Had we simply read the fine print, we’d have known that a chemist named Wilbur Scoville developed a scale to measure hot peppers back in 1912. And he was an American guy, for crying out loud.
His “SHU’s” (Scoville Heat Units), measuring the piquancy of peppers, hinge on the subjective findings of five “tasters.”
Creeping into current use is the “Gillett Method” that measures heat HPLC: “high pressure liquid chromatography.” These findings easily convert to SHU’s.
I’ve told more than I know, except to warn there are many more details.
The print gets finer and finer.
You wanna talk about hot? Next time something breaks and you make the “SOS” repair call, expect it to be out-sourced to India. If you’re fortunate enough to reach someone who speaks English, ask about THEIR peppers. Your ears will burn with the braggin’ about India’s REALLY hot peppers.
I mean, Bombay’s world-class peppers are smokin’, reducing our pepper pods to comparative whipped cream.
We shouldn’t be surprised. Hot peppers were on Christopher Columbus’ “wish list.” After his pepper-fetching mission, the hot stuff was strewn around several other countries when he got back.

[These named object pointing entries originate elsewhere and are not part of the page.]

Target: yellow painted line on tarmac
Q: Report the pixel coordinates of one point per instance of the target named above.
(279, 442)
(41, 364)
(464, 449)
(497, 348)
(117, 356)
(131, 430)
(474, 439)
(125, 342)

Consider this: India has a pepper called “Naga Jolokia,” the hottest in the world with 1,040,000 SHU’s. This is about 120 times hotter than Tabasco sauce with more than 300 times as much fire as our jalapeños.
Any hotter and they convert it to self-defense spray.
The Red Savina Habanero, former Guinness record holder first grown in South America, now ranks a pale second to the Naka Jolokia at 575,000 SHU’s.
Wake the town and tell the people. We’ve got to “get crackin’” on this pepper crisis. For starters, we need to concoct chili hot enough to make Aggies sing the War Hymn backwards. We are the laughing stock of the pepper world.